JE suis démasqué ?!?

QU’EST-CE QUE… ET MERDE.

moi : dis-moi que c’est une blague.

maura : ú moi : non, j’y crois pas.

 

l’autre will grayson a enfin raccroché, et il me regarde.

 

l’autre w.g. : ça va bien ?

 

je commence à percuter. l’instant prise de conscience, genre « oh, n’est-ce pas une enclume qui vient de s’écraser sur ma tête ? » est à présent terminé, et je sens désormais le poids de l’enclume. oh oui ! tout le poids de l’enclume qui vient de s’abattre sur moi.

 

moi : tu. n’es. qu’une. garce.

 

oh oui ! mes synapses font circuler l’info en ce moment même. attention, scoop mondial : isaac n’a jamais existé. c’était juste une nana qui t’écrivait. c’était un mensonge, du début à la fin.

un mensonge.

 

moi : espèce. de. salope.

maura : pourquoi les filles se font-elles toujours traiter de « salopes », jamais de « sale trouducs » ?

moi : je refuse d’insulter les trous de balles. eux au moins, ils servent à quelque chose.

maura : écoute, je savais que tu serais énervé…

moi : tu SAVAIS que je serais ÉNERVÉ ?

maura : je comptais te le dire.

moi : waouh ! super. merci.

maura : mais tu ne m’en as jamais parlé.

 

l’autre w.g. m’observe d’un air inquiet, cette fois. je pose ma main sur mon téléphone une seconde.

 

moi : non, ça ne va pas du tout. je crois même que je suis en train de vivre la pire minute de mon existence. ne va nulle part, ok ?

 

il me fait oui de la tête.

 

maura : will ? écoute, je suis désolée.

moi : …

maura : tu ne pensais quand même pas qu’il t’avait vraiment donné rendez-vous dans un sex-shop, non ?

moi : …

maura : c’est juste pour rire.

moi : …

maura : will ?

moi : sache que si je ne te bute pas, c’est uniquement par respect envers tes parents. mais retiens bien ceci : jamais, plus jamais, je ne souhaite communiquer avec toi. ni par la parole, ni par écrit, ni pas sms ou par putain de langage des signes. je préfère encore bouffer des lames de rasoir enrobées de merde de chien plutôt que d’avoir la moindre relation avec toi.

 

je raccroche avant qu’elle ait le temps de répondre. j’éteins mon téléphone. je m’assois sur le trottoir. je ferme les yeux. et je hurle. puisque l’univers tout entier s’effondre autour de moi, je vais imiter le bruit qui va avec. j’ai envie de hurler jusqu’à m’en faire péter les os.

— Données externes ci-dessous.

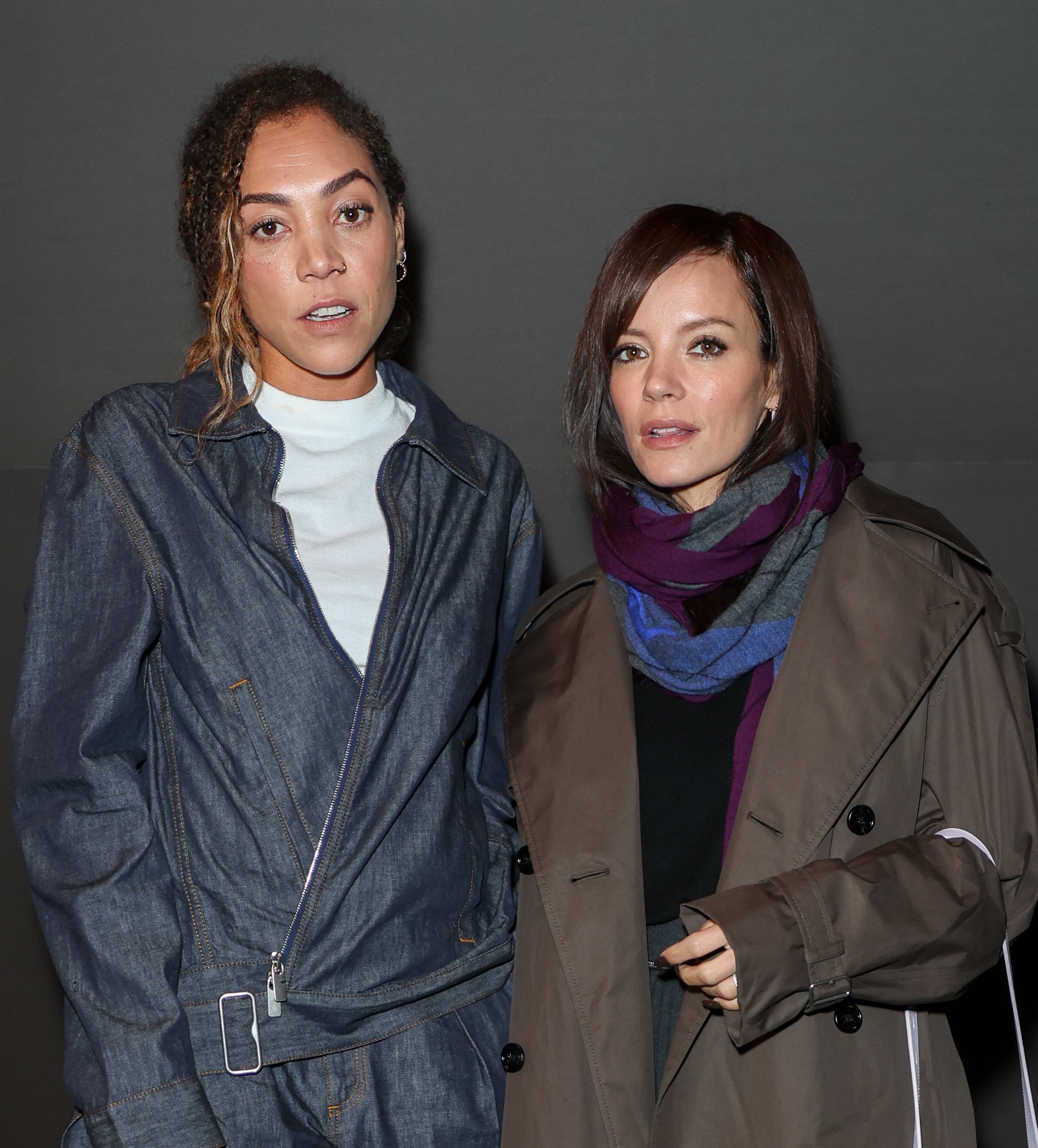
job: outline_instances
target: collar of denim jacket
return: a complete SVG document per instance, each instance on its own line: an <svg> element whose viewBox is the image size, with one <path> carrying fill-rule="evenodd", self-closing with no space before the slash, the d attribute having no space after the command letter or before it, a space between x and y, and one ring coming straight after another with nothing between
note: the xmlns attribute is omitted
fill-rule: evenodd
<svg viewBox="0 0 1038 1148"><path fill-rule="evenodd" d="M246 388L241 379L240 363L233 364L234 397L245 398ZM386 387L415 408L415 418L404 433L406 442L423 448L449 471L474 487L480 494L487 492L486 481L472 450L472 442L465 424L454 413L439 395L416 375L392 359L379 362L379 373ZM241 439L249 434L265 434L270 424L251 403L246 403L218 427L202 430L206 416L219 400L219 385L209 363L181 379L176 388L169 433L192 435L204 440Z"/></svg>

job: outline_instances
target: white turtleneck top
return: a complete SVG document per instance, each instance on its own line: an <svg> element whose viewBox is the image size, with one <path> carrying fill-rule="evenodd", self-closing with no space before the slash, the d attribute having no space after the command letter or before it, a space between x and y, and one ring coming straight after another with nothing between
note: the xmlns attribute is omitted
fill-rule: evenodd
<svg viewBox="0 0 1038 1148"><path fill-rule="evenodd" d="M242 379L251 390L256 375L247 363ZM381 375L359 398L300 398L265 382L254 402L285 442L274 499L288 511L328 628L363 674L389 568L375 480L415 408L388 390Z"/></svg>

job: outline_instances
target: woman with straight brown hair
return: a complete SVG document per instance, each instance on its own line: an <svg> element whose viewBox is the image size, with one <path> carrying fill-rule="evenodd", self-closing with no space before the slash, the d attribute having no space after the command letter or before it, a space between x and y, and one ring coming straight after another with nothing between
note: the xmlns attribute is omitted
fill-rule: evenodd
<svg viewBox="0 0 1038 1148"><path fill-rule="evenodd" d="M565 401L598 564L505 665L505 1148L975 1143L940 1006L1038 893L1020 616L831 405L774 231L620 238Z"/></svg>

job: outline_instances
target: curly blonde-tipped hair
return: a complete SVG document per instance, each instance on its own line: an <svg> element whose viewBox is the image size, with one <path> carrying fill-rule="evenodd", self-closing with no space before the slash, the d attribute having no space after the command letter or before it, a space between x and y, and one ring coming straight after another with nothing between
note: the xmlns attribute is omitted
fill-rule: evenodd
<svg viewBox="0 0 1038 1148"><path fill-rule="evenodd" d="M367 150L390 211L395 214L403 199L404 172L382 121L327 72L301 64L265 64L217 88L192 125L180 153L180 242L194 270L206 323L187 352L184 373L210 362L220 388L219 401L207 416L207 429L218 427L248 402L247 397L234 397L234 362L247 360L260 377L256 329L245 313L239 290L239 181L246 152L261 123L304 110L323 113ZM379 338L379 357L392 355L406 329L406 311L397 297Z"/></svg>

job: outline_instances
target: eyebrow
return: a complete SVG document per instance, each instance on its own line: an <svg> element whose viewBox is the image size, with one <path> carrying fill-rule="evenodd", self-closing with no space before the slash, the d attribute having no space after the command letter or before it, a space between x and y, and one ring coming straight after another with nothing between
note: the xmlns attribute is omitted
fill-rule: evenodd
<svg viewBox="0 0 1038 1148"><path fill-rule="evenodd" d="M353 171L347 171L342 176L336 176L333 180L325 184L318 194L323 200L326 200L330 195L341 192L343 187L354 183L356 179L363 179L378 191L375 181L371 178L371 176L365 174L365 172L361 171L359 168L354 168ZM269 203L276 208L292 207L292 200L287 195L281 195L279 192L254 192L251 195L243 195L239 207L245 207L247 203Z"/></svg>
<svg viewBox="0 0 1038 1148"><path fill-rule="evenodd" d="M691 319L689 323L682 324L677 329L684 333L687 331L695 331L697 327L713 327L718 324L723 327L731 327L733 331L738 331L738 327L730 319L726 319L720 315L711 315L704 319ZM628 335L638 335L644 339L645 332L638 331L637 327L627 327L621 332L620 338L625 339Z"/></svg>

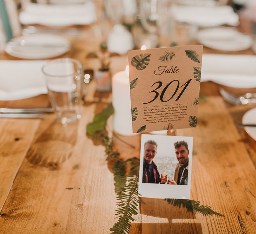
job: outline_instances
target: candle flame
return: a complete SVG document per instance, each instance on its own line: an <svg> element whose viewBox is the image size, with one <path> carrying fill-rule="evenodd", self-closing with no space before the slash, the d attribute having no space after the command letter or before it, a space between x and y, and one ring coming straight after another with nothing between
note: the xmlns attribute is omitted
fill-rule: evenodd
<svg viewBox="0 0 256 234"><path fill-rule="evenodd" d="M126 76L128 76L129 75L129 66L127 65L126 67L125 68L125 73L126 74Z"/></svg>
<svg viewBox="0 0 256 234"><path fill-rule="evenodd" d="M145 45L142 45L142 46L141 46L141 50L146 50L147 49L147 47L146 47L146 46Z"/></svg>

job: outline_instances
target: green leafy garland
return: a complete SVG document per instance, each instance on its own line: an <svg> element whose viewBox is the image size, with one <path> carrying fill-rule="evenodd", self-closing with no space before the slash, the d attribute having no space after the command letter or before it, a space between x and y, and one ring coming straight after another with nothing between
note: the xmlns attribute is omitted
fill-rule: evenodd
<svg viewBox="0 0 256 234"><path fill-rule="evenodd" d="M111 106L110 107L110 105ZM105 117L110 116L106 115L106 109L113 111L112 105L110 104L106 109L104 109L103 113ZM99 116L99 119L104 117ZM105 123L107 122L107 119ZM89 124L90 126L93 125L94 122ZM95 126L96 126L97 124ZM101 126L101 129L102 125ZM96 128L95 126L95 128ZM90 129L90 130L91 129ZM94 133L98 131L96 128L92 131L88 131L87 133ZM107 156L106 160L112 163L114 166L112 168L114 175L115 181L115 191L116 194L117 208L116 210L115 215L118 216L118 221L113 227L110 229L112 231L113 234L122 234L128 233L131 225L131 222L134 220L132 215L138 214L139 203L138 193L139 173L140 160L133 157L124 161L120 157L120 154L117 150L115 150L112 139L107 136L102 134L103 145L105 148L105 152ZM129 169L127 170L127 168ZM128 171L128 172L127 172ZM199 201L194 200L166 199L168 204L174 206L181 207L181 206L186 208L188 212L200 213L204 216L215 215L224 216L222 214L214 211L211 207L209 206L200 205Z"/></svg>

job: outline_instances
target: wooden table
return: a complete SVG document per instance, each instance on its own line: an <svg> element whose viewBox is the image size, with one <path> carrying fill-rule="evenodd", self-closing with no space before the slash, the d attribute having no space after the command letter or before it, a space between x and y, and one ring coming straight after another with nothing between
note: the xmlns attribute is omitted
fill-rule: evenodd
<svg viewBox="0 0 256 234"><path fill-rule="evenodd" d="M89 31L71 39L63 56L84 68L99 66L88 52L100 41ZM205 48L205 53L221 53ZM252 54L248 50L240 53ZM15 59L6 54L0 59ZM126 57L113 58L113 72L123 70ZM107 233L117 221L113 174L98 138L85 134L87 124L111 102L110 93L89 85L79 121L64 125L54 114L42 119L0 119L0 230L1 233ZM142 198L132 233L254 233L256 230L256 142L235 123L255 106L232 106L218 86L201 83L195 129L174 135L194 137L191 199L211 206L225 217L205 217L174 208L163 200ZM47 106L45 95L0 102L0 106ZM111 119L108 125L111 126ZM140 136L114 137L124 158L139 157Z"/></svg>

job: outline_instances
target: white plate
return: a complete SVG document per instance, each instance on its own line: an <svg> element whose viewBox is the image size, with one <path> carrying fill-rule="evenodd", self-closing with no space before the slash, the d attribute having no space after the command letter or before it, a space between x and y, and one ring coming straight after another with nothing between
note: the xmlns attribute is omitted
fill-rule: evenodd
<svg viewBox="0 0 256 234"><path fill-rule="evenodd" d="M251 109L244 114L242 123L243 124L256 124L256 108ZM244 130L252 139L256 141L256 128L245 127Z"/></svg>
<svg viewBox="0 0 256 234"><path fill-rule="evenodd" d="M256 56L203 54L201 81L234 88L256 87Z"/></svg>
<svg viewBox="0 0 256 234"><path fill-rule="evenodd" d="M43 59L61 55L70 48L69 42L59 36L34 34L14 38L7 43L5 51L18 58Z"/></svg>
<svg viewBox="0 0 256 234"><path fill-rule="evenodd" d="M252 38L232 28L218 27L199 31L198 40L209 48L226 51L244 50L250 48Z"/></svg>

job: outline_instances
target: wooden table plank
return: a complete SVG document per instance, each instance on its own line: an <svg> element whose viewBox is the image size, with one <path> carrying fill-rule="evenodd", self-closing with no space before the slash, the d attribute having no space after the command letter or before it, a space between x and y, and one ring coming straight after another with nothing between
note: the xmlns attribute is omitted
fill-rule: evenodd
<svg viewBox="0 0 256 234"><path fill-rule="evenodd" d="M225 217L197 215L203 233L254 233L256 172L220 98L199 106L198 126L179 129L194 137L191 198L212 206Z"/></svg>
<svg viewBox="0 0 256 234"><path fill-rule="evenodd" d="M3 208L1 233L102 233L112 226L113 175L104 147L85 135L96 106L83 107L82 119L68 125L53 115L44 120Z"/></svg>
<svg viewBox="0 0 256 234"><path fill-rule="evenodd" d="M25 119L0 121L0 213L40 122Z"/></svg>

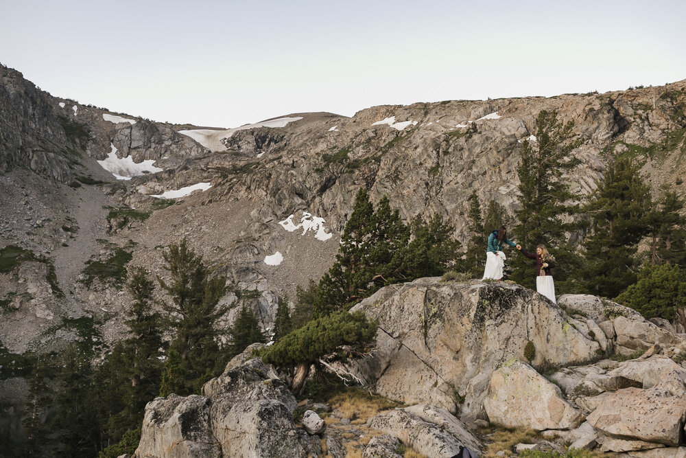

une fois. deux fois. trois fois.

puis je m’arrête. je sens les larmes. j’espère qu’en gardant les yeux fermés de toutes mes forces, elles resteront à l’intérieur. je dois vraiment être au-delà du pathétique parce que j’ai envie d’ouvrir les yeux, de voir isaac et de l’entendre me dire que maura raconte n’importe quoi. ou bien que l’autre will grayson m’explique qu’il s’agit juste d’une nouvelle coïncidence. c’est lui, le will grayson à qui maura envoyait des messages. elle s’est juste plantée de will grayson.

mais la réalité… la réalité, elle, est une enclume.

j’inspire bien à fond, mais ma respiration est rauque.

depuis le début.

depuis le début, c’était maura.

pas isaac.

pas d’isaac.

jamais.

il y a la douleur. il y a le choc. et puis, il y a la-dou

leur-et-le-choc-en-même-temps.

c’est ce que je suis en train d’expérimenter.

 

l’autre w.g. : euh… will ?

 

il me regarde comme s’il pouvait lire la-douleur-etle-choc-en-même-temps sur mon visage.

 

moi : tu sais, ce type avec qui j’avais rendez-vous ?

l’autre.w.g. : isaac.

moi : ouais, isaac. eh bien ! il s’avère que ce n’était

pas un vieux pervers de cinquante ans. c’était juste mon

amie maura qui voulait me faire une blague. l’autre w.g. : plutôt tordu, comme blague.

moi : ouais. plutôt.

 

je me demande si je suis en train de lui dire tout ça juste parce qu’il s’appelle lui aussi will grayson, ou parce qu’il m’a un peu raconté sa vie tout à l’heure, ou encore parce qu’il est la seule personne au monde susceptible de m’écouter à cet instant précis. mon instinct me souffle de me rouler en boule et de me laisser tomber dans la prochaine bouche d’égout – mais je ne peux pas faire ça à l’autre w.g. je pense qu’il a mérité autre chose que d’être le témoin de mon autodestruction.

 

moi : il t’est déjà arrivé un truc pareil ?

 

il fait non de la tête.

 

l’autre w.g. : je crois que ça bat mon record personnel, hélas. une fois, tiny, mon meilleur pote, a essayé de m’inscrire sans me le dire au concours du plus joli mec du mois organisé par le magazine seventeen, mais je ne crois pas que ce soit comparable à ce qui t’arrive.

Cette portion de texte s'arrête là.